From: Michael Kerrisk (man-pages)
Date: Sun Nov 22 2020 - 17:38:51 EST


Hi Alex,

On Sat, 21 Nov 2020 at 18:45, Alejandro Colomar (man-pages)
<alx.manpages@xxxxxxxxx> wrote:
>
> Hi Michael,
>
> I'm a bit lost in all the *lseek* pages.
>
> You had a good read some months ago, so you may know it better.
> I don't know which of those functions come from the kernel,
> and which come from glibc (if any).

It always takes me too long to remind myself of the details here :-(.

This time, I'll try to write what I (re)learned.

Inside the kernel (5.9 sources), in fs/read_write.c, we have:

[[
SYSCALL_DEFINE3(lseek, unsigned int, fd, off_t, offset, unsigned int, whence)
{
return ksys_lseek(fd, offset, whence);
}

#ifdef CONFIG_COMPAT
COMPAT_SYSCALL_DEFINE3(lseek, unsigned int, fd, compat_off_t, offset,
unsigned int, whence)
{
return ksys_lseek(fd, offset, whence);
}
#endif

#if !defined(CONFIG_64BIT) || defined(CONFIG_COMPAT) || \
defined(__ARCH_WANT_SYS_LLSEEK)
SYSCALL_DEFINE5(llseek, unsigned int, fd, unsigned long, offset_high,
unsigned long, offset_low, loff_t __user *, result,
unsigned int, whence)
{
...
}
#endif
]]

The main pieces of interest here are the first and last
SYSCALL_DEFINEn. The first is the "standard" lseek() system call that
exists on 64-bit and 32-bit architectures.

The problem on 32-bit architectures is that the off_t type is a 32-bit
type, but files can be bigger than 2GB (2**32-1). That's why 32-bit
kernels also provide the llseek() system call. It receives the new
offset in two 32-bit pieces (offset_high, offset_low), and returns the
new offset via a 64-bit off_t argument (result). (I forget the
reason why there are 32-bit and 64-bit "offset" args in the syscall.)

One more thing... In arch/x86/entry/syscalls/syscall_32.tbl,
we see the following line:

[[
140 i386 _llseek sys_llseek
]]

This is essentially telling us that 'sys_llseek' (the name generated
by SYSCALL_DEFINE5(llseek...)) is exposed to user-space as system call
number 140, and that system call number will (IIUC) be exposed in
autogenerated headers with the name "__NR__llseek" (i.e., "_llseek").
The "i386" is
telling us that this happens in i386 (32-bit Intel). There is nothing
equivalent on x86-64, because 64 bit systems don't need an _llseek
system call.

Now, in ancient times (let's say Linux 2.2), there was a more
transparent situation (but the effect was the same):

#define __NR__llseek 140

and that system call number was tied to the implementation by this definition
linux-2.2.26/arch/i386/kernel/entry.S:

.long SYMBOL_NAME(sys_llseek) /* 140 */

==

lseek64() is a C library function. It takes and returns a 64-bit
offset. It exists to support seeking in large (>2GB) files. Its
implementation is in the glibc source file
sysdeps/unix/sysv/linux/lseek64.c, where it calls _llseek(2)
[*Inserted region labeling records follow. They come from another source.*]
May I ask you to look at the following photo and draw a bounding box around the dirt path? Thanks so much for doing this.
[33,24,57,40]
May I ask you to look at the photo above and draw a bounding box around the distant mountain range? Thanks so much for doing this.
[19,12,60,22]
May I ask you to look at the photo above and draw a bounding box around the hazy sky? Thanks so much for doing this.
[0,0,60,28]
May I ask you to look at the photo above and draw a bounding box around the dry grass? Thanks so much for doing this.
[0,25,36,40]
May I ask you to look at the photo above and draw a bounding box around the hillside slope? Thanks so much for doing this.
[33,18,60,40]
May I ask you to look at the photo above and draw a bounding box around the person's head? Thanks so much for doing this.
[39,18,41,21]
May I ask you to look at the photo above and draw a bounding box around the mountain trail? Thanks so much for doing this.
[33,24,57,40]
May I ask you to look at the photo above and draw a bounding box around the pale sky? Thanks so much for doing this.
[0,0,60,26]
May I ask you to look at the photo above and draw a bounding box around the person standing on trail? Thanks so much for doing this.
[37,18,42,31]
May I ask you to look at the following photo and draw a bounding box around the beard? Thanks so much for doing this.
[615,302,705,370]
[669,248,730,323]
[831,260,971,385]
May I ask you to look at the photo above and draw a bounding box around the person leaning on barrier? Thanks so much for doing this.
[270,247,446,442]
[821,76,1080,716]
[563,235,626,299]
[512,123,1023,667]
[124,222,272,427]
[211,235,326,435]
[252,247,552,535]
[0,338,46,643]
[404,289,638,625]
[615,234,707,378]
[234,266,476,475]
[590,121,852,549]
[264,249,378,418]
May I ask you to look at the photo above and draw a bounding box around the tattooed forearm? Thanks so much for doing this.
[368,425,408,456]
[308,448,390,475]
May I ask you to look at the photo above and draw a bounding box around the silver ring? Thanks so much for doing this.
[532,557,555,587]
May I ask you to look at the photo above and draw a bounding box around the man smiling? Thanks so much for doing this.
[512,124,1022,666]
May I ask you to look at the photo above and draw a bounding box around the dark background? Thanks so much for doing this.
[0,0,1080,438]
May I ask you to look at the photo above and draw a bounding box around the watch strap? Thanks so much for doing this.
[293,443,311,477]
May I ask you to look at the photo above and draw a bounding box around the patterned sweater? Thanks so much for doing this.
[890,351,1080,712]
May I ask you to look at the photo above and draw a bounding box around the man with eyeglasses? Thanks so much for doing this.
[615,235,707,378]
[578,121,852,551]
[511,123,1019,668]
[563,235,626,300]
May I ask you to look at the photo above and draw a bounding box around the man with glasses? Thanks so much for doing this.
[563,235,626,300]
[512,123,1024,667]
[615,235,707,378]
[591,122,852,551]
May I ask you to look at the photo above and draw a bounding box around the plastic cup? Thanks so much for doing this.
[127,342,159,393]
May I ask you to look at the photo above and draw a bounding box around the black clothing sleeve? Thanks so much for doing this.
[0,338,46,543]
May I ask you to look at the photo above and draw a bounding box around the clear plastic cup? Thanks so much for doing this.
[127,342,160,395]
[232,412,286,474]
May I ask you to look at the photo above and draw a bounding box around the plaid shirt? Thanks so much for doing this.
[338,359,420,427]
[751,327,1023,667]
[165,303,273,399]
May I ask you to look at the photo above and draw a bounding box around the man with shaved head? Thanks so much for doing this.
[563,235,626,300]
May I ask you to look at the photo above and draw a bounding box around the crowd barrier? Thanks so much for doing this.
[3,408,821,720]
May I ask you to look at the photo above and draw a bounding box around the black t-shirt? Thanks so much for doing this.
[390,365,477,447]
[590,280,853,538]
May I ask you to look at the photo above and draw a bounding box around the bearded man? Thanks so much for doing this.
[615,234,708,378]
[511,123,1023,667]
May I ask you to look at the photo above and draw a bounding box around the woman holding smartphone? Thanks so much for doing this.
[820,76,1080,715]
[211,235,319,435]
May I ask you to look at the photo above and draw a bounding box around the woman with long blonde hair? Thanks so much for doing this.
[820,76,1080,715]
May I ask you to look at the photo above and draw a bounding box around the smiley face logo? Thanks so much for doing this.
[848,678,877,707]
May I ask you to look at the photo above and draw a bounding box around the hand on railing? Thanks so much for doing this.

Returning to the <unistd.h> header file, we have:

[[
#ifndef __USE_FILE_OFFSET64
extern __off_t lseek (int __fd, __off_t __offset, int __whence) __THROW;
#else
# ifdef __REDIRECT_NTH
extern __off64_t __REDIRECT_NTH (lseek,
(int __fd, __off64_t __offset, int __whence),
lseek64);
# else
# define lseek lseek64
# endif
#endif
#ifdef __USE_LARGEFILE64
extern __off64_t lseek64 (int __fd, __off64_t __offset, int __whence)
__THROW;
#endif
]]

The name "lseek64" is exposed if _LARGEFILE64_SOURCE (which triggers
__USE_LARGEFILE64) is defined. That name was part of the so-called
Transitional Large FIle Systems (LFS) API (see page 105 in my book),
which existed to support the use of 64-bit file offsets on 32 bit
systems. It provided a set of interfaces with names of the form
"xxxxx64()" (e.g., "lseek64")) which provided for 64-bit offsets;
those names coexisted with the traditional 32-bit APIs (e.g.,
"lseek").

Alternatively, the LFS specified a macro, _FILE_OFFSET_BITS=64 (which
triggers __USE_FILE_OFFSET64) as another way of exposing 64-bit-offset
functionality on 32 bit systems. In this case, the traditional API
names (e.g., "lseek") are redirected to the 64-bit implementations
(e.g., "lseek64");

> In the kernel I only found the lseek, llseek, and 32_llseek

I'd ignore 32_llseek -- I guess that's an arch-specific equivalent of
_llseek/llseek.

> (as you can see in the patch).
> So if any other prototype needs to be updated, please do so.
> Especially, have a look at lseek64(3),
> which I suspect needs the same changes I propose in that patch.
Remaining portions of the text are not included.